Excerpt from the book: A Complicated Passion: The Life and Work of Agnès Varda by Carrie Rickey

When Varda approached Resnais for help, he asked to see her script. She immediately delivered one to him at her home on the rue des Plantes, a fifteen-minute walk from the rue Daguerre. After reading it, the future director of the classic drama Hiroshima, my love (1959) politely declined by letter. “Your research is too similar to mine,” he wrote.

But Varda wouldn’t take no for an answer. Over the phone, she begged Resnais to see the unedited footage. Her insistence paid off. They met at the Éclair laboratory in Épinay-sur-Seine, north of Paris, where she was able to screen the images for free. Since she had ten hours of material, Varda hoped Resnais, a laconic figure affectionately known as the Sphinx, would see three or more. Varda sat four rows behind him in anxious silence.

Ninety minutes into the screening, with only the dull hum of the projector lamp and the metallic whir of the film reels to be heard, he stood up and announced, “I think I’ve seen enough.” Varda’s heart nearly stopped. The Sphinx silently made his way to the door. At six feet three inches tall, he was much taller than Varda. Before he left, he said something to the effect that the shots were very interesting, but that it was too much work. “I won’t be able to do it,” he said politely. Varda recalled, “He left. I collapsed.”

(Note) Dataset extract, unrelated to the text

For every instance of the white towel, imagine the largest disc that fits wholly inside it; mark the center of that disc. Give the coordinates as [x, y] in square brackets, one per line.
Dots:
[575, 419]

Resnais surprised Varda with a call the next morning, offering some friendly advice. “Even though I can’t do it, maybe I can help you get started,” he said. To determine continuity, he explained, “you have to number the takes.” In the analog era, each foot of processed film had to be manually marked with the scene number and the take number. Resnais lent her two synchronizers, which record the length of a segment or roll of film, to help her with the job. One had a crank, the other a sprocket; a crank advanced a foot of film at a time so that the negative could be numbered in one-foot increments. Resnais explained that she should start from scratch, turn once, and write the data on the edge of the frame. The first frame of scene 25, take one, should be 25– 1– 1. One foot further on, 25– 1– 2, and so on. For the second take, 25– 2– 1, 25– 2– 2, etc. He told her to buy white Chinese ink and a pen with a fine tip. He showed her where to write the numbers. It was a foreign language, but she listened attentively to his lesson. Soon she would speak it fluently.